🔗 Integration Runtime¶
Compute infrastructure that Azure Data Factory uses to provide data integration capabilities across different network environments.
🎯 Overview¶
Integration Runtime (IR) is the bridge between activities and linked services in Azure Data Factory. It provides the compute environment for executing data movement, transformation, and dispatch of activities.
🔥 Key Capabilities¶
- Hybrid Connectivity: Connect cloud and on-premises data sources
- Network Isolation: Private network and VNet integration
- SSIS Package Execution: Lift-and-shift SSIS workloads
- High Availability: Auto-failover and load balancing
- Resource Sharing: Share IR across multiple data factories
📊 Integration Runtime Types¶
graph TB
IR[Integration Runtime Types]
IR --> Azure[Azure IR<br/>Cloud Services]
IR --> SelfHosted[Self-hosted IR<br/>On-premises & Private]
IR --> SSIS[Azure-SSIS IR<br/>SSIS Packages]
Azure --> PublicCloud[Public Cloud<br/>Data Sources]
Azure --> ManagedVNet[Managed VNet<br/>Private Endpoints]
SelfHosted --> OnPrem[On-premises<br/>Data Sources]
SelfHosted --> PrivateCloud[Private Cloud<br/>IaaS VM]
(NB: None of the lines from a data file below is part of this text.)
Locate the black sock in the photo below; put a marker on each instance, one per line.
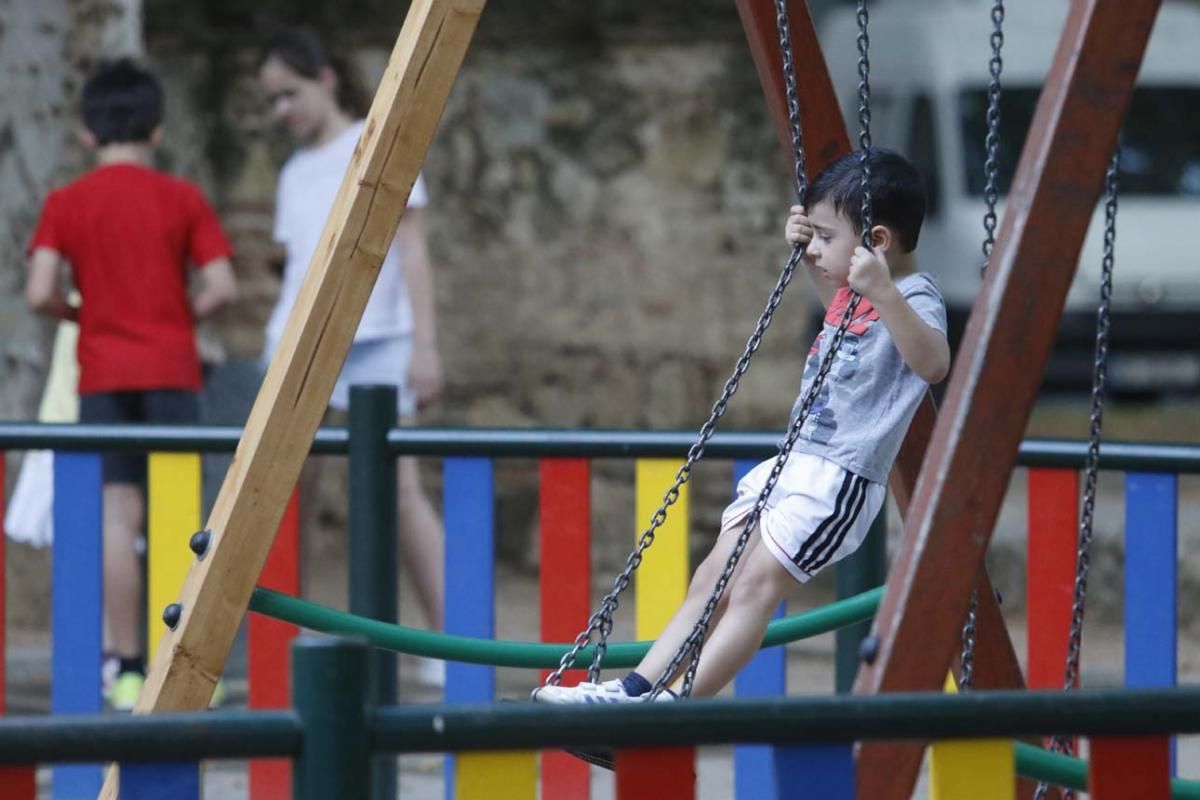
(137, 663)
(635, 685)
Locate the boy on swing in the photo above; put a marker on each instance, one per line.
(833, 483)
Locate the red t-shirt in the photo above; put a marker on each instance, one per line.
(130, 233)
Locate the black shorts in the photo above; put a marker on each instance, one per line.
(154, 405)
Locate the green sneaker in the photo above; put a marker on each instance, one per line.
(125, 691)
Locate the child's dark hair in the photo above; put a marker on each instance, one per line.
(301, 50)
(898, 192)
(121, 103)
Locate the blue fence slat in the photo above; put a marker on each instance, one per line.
(471, 583)
(154, 781)
(825, 771)
(754, 765)
(76, 606)
(1151, 584)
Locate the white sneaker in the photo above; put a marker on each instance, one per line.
(431, 673)
(611, 691)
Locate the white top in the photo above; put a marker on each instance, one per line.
(307, 188)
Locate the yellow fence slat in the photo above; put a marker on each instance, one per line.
(661, 581)
(498, 775)
(173, 506)
(981, 769)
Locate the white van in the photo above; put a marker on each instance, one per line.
(929, 79)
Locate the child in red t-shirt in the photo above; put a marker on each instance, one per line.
(130, 234)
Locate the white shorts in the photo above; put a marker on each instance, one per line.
(371, 362)
(817, 513)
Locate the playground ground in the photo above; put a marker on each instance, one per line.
(810, 663)
(810, 667)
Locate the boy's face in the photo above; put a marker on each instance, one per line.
(298, 102)
(833, 244)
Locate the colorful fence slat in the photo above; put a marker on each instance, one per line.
(982, 769)
(565, 524)
(154, 781)
(661, 581)
(1121, 768)
(1151, 605)
(657, 774)
(16, 782)
(1053, 524)
(76, 606)
(269, 644)
(471, 611)
(173, 515)
(660, 584)
(754, 765)
(825, 771)
(978, 768)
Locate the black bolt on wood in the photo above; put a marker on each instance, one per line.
(199, 542)
(869, 649)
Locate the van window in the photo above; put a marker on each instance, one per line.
(1159, 143)
(923, 150)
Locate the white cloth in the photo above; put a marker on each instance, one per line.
(307, 188)
(30, 513)
(816, 515)
(377, 362)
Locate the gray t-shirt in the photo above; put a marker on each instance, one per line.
(862, 414)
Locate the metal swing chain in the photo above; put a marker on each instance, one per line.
(694, 643)
(601, 621)
(990, 196)
(1063, 744)
(991, 143)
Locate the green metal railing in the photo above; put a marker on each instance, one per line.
(333, 733)
(538, 443)
(527, 654)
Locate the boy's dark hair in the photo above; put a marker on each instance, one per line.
(898, 192)
(301, 50)
(121, 103)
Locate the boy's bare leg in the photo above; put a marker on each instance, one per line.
(682, 623)
(421, 542)
(754, 595)
(124, 517)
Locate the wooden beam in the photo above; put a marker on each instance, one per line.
(825, 132)
(300, 379)
(999, 367)
(826, 139)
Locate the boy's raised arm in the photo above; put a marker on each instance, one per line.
(922, 347)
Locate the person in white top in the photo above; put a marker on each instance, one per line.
(316, 97)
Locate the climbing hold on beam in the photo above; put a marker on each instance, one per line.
(199, 542)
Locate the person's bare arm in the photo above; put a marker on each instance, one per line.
(217, 288)
(425, 367)
(922, 347)
(42, 292)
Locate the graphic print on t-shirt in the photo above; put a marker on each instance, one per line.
(822, 423)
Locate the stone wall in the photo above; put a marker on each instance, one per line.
(605, 223)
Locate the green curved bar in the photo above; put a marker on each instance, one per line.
(527, 654)
(1072, 773)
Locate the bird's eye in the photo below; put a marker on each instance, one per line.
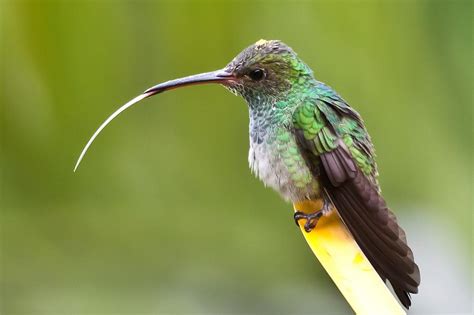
(257, 74)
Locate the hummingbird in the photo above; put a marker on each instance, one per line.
(307, 143)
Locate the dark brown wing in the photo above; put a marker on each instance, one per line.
(348, 174)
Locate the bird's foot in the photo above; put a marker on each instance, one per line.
(311, 218)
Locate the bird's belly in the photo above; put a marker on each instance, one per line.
(282, 167)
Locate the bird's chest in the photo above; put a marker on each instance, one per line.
(276, 160)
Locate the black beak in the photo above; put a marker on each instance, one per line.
(219, 76)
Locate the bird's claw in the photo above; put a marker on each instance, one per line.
(311, 219)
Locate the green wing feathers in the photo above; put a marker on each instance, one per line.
(338, 150)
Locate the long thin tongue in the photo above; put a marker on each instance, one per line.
(107, 121)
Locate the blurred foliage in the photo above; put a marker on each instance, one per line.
(163, 215)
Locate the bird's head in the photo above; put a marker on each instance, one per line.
(266, 69)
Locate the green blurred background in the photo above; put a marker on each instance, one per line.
(163, 215)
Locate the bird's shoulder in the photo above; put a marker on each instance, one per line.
(324, 120)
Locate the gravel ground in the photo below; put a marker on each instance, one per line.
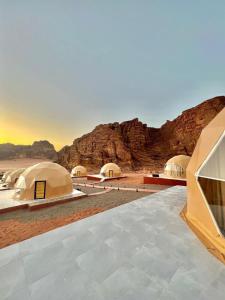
(121, 183)
(103, 201)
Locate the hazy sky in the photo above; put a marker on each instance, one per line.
(66, 66)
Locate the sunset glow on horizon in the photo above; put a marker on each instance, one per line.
(67, 68)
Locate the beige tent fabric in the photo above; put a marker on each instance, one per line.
(206, 196)
(176, 166)
(58, 181)
(4, 177)
(79, 171)
(110, 170)
(13, 177)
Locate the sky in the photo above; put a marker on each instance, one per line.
(67, 66)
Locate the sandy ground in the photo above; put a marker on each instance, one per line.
(23, 224)
(133, 180)
(11, 164)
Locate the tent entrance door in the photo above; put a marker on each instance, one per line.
(110, 173)
(40, 189)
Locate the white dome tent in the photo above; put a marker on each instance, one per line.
(44, 180)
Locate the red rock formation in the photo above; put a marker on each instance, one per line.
(133, 145)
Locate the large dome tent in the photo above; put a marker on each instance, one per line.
(13, 177)
(44, 180)
(205, 209)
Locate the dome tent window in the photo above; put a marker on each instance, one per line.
(211, 178)
(205, 209)
(110, 170)
(110, 173)
(79, 171)
(40, 189)
(176, 166)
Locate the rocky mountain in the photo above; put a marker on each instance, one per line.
(40, 149)
(134, 145)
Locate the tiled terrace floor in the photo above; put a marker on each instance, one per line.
(141, 250)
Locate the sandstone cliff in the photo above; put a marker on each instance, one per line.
(40, 149)
(134, 145)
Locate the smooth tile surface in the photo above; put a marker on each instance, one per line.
(140, 250)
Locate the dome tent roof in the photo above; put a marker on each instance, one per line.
(13, 177)
(206, 184)
(110, 170)
(57, 181)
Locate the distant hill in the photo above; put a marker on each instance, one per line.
(39, 149)
(134, 145)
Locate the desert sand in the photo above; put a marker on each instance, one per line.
(12, 164)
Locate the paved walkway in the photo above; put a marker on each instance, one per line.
(97, 186)
(140, 250)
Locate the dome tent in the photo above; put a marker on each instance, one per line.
(176, 166)
(43, 181)
(5, 175)
(13, 177)
(110, 170)
(206, 185)
(79, 171)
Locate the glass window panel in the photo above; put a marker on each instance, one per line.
(214, 191)
(215, 166)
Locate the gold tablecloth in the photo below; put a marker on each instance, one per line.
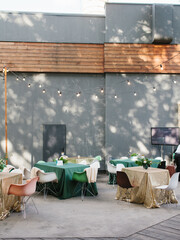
(144, 182)
(8, 202)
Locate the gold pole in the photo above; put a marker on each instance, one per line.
(5, 82)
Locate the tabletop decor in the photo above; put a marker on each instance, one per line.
(142, 161)
(2, 164)
(134, 156)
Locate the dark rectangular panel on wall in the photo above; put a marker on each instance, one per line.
(52, 57)
(141, 58)
(54, 141)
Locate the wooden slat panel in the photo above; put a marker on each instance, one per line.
(89, 58)
(141, 58)
(52, 57)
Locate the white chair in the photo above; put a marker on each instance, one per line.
(45, 179)
(124, 157)
(119, 167)
(112, 170)
(173, 183)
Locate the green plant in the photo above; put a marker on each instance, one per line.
(2, 163)
(63, 159)
(142, 161)
(134, 154)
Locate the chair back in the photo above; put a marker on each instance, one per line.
(111, 168)
(162, 165)
(173, 181)
(171, 170)
(26, 189)
(123, 180)
(46, 177)
(124, 157)
(95, 165)
(119, 167)
(80, 177)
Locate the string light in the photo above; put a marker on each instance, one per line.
(102, 90)
(128, 82)
(78, 94)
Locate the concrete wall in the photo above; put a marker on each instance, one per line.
(39, 27)
(129, 118)
(29, 109)
(95, 126)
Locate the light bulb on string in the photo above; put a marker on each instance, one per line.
(128, 82)
(78, 94)
(102, 90)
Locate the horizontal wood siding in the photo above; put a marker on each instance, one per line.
(52, 57)
(89, 58)
(141, 58)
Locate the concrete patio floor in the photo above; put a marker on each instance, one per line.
(95, 217)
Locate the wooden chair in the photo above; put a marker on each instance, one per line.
(24, 190)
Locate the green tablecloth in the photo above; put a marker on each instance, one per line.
(130, 163)
(65, 186)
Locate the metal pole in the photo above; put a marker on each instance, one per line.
(5, 82)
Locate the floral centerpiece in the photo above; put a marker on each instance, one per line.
(64, 159)
(142, 161)
(134, 156)
(2, 164)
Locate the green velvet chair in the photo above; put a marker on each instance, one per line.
(82, 180)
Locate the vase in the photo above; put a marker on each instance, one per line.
(145, 166)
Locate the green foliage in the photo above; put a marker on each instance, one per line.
(142, 161)
(2, 163)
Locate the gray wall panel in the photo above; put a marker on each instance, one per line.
(51, 28)
(129, 118)
(29, 109)
(128, 23)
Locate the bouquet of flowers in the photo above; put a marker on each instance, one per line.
(142, 161)
(2, 164)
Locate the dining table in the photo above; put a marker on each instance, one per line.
(144, 182)
(9, 202)
(66, 187)
(130, 163)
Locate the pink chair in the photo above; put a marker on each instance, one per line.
(24, 190)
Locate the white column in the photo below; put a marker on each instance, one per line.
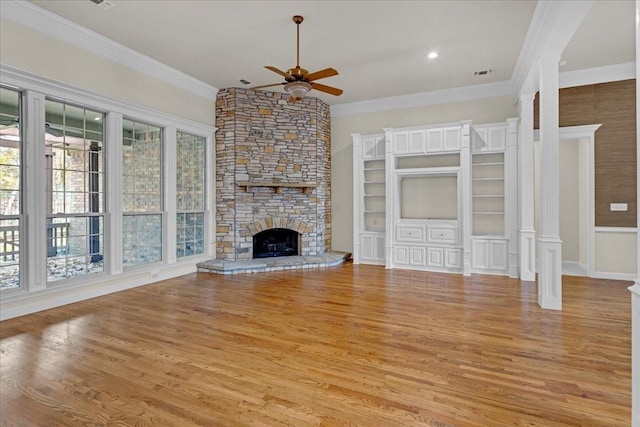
(549, 243)
(467, 201)
(389, 171)
(114, 221)
(358, 189)
(526, 183)
(35, 205)
(511, 195)
(210, 186)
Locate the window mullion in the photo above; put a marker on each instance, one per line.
(35, 199)
(170, 167)
(113, 222)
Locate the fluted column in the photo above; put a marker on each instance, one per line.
(549, 243)
(526, 185)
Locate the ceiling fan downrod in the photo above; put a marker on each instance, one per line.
(298, 20)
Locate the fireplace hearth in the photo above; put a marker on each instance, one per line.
(276, 242)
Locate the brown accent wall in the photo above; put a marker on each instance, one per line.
(614, 106)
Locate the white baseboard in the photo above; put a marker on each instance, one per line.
(24, 304)
(614, 276)
(574, 268)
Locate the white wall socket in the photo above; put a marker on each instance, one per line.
(619, 207)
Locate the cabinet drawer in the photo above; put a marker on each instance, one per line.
(409, 233)
(443, 235)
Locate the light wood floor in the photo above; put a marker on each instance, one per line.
(348, 345)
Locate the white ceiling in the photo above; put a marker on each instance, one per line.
(379, 47)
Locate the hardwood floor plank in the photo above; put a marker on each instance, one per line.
(348, 345)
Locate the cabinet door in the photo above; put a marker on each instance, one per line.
(498, 254)
(442, 234)
(452, 139)
(410, 233)
(416, 256)
(416, 142)
(401, 255)
(380, 148)
(435, 140)
(479, 140)
(435, 257)
(379, 248)
(480, 254)
(366, 247)
(401, 143)
(369, 149)
(452, 258)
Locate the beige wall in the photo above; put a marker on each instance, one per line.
(31, 51)
(480, 111)
(616, 252)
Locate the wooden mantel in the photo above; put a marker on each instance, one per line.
(278, 186)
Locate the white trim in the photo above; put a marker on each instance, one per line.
(536, 36)
(28, 14)
(28, 81)
(621, 230)
(422, 99)
(23, 304)
(613, 276)
(596, 75)
(574, 268)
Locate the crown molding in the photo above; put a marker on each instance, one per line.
(36, 18)
(422, 99)
(605, 74)
(25, 80)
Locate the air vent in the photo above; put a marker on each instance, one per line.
(102, 4)
(482, 72)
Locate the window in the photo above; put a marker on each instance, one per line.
(190, 189)
(74, 190)
(10, 185)
(141, 193)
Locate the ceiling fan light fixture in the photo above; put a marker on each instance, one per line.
(297, 89)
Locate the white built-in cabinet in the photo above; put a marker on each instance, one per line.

SSIS --> SSISPackages[SQL Server<br/>SSIS Packages] ☁️ Azure Integration Runtime¶
Overview¶
Fully managed, serverless compute for cloud data integration.
Capabilities¶
- ✅ Data Movement: Copy between cloud data stores
- ✅ Activity Dispatch: Execute activities in cloud
- ✅ Data Flows: Execute mapping data flows
- ✅ External Activities: Call Azure Databricks, HDInsight, etc.
Configuration¶
Auto-Resolve Azure IR¶
Default IR created automatically with each Data Factory.
{
"name": "AutoResolveIntegrationRuntime",
"properties": {
"type": "Managed",
"typeProperties": {
"computeType": "General",
"dataFlowProperties": {
"computeType": "General",
"coreCount": 8,
"timeToLive": 10
}
}
}
}
Custom Azure IR¶
Create region-specific or custom configurations.
{
"name": "AzureIR-EastUS",
"properties": {
"type": "Managed",
"typeProperties": {
"location": "East US",
"computeType": "General",
"timeToLive": 5,
"dataFlowProperties": {
"computeType": "MemoryOptimized",
"coreCount": 16
}
}
}
}
Managed Virtual Network¶
Isolate data flows in a managed VNet with private endpoints.
{
"name": "AzureIR-ManagedVNet",
"properties": {
"type": "Managed",
"typeProperties": {
"managedVirtualNetwork": {
"referenceName": "default",
"type": "ManagedVirtualNetworkReference"
}
},
"managedPrivateEndpoints": [
{
"name": "PrivateEndpoint-SQL",
"privateLinkResourceId": "/subscriptions/{sub}/resourceGroups/{rg}/providers/Microsoft.Sql/servers/{server}",
"groupId": "sqlServer"
}
]
}
}
Azure IR Use Cases¶
| Use Case | Configuration | Best For |
|---|---|---|
| Cloud-to-Cloud Copy | Auto-Resolve IR | Azure SQL → Blob Storage |
| Data Flows | Custom IR with specific cores | Complex transformations |
| Private Cloud | Managed VNet IR | Private endpoint connectivity |
| Multi-Region | Region-specific IR | Data residency requirements |
🏢 Self-hosted Integration Runtime¶
Overview¶
Customer-managed IR installed on-premises or in a private network for hybrid scenarios.
Architecture¶
graph LR
subgraph "On-premises Network"
DB[SQL Server]
Files[File System]
SHIR[Self-hosted IR]
end
subgraph "Azure Cloud"
ADF[Azure Data Factory]
Storage[Azure Storage]
Synapse[Synapse Analytics]
end
DB --> SHIR
Files --> SHIR
SHIR -->|Outbound HTTPS| ADF
ADF --> Storage
ADF --> Synapse Installation¶
1. Download and Install¶
# Download installer
Invoke-WebRequest -Uri "https://aka.ms/AzureDFMSI" -OutFile "IntegrationRuntime.msi"
# Install silently
msiexec /i IntegrationRuntime.msi /quiet /norestart
# Register with authentication key
cd "C:\Program Files\Microsoft Integration Runtime\5.0\Shared"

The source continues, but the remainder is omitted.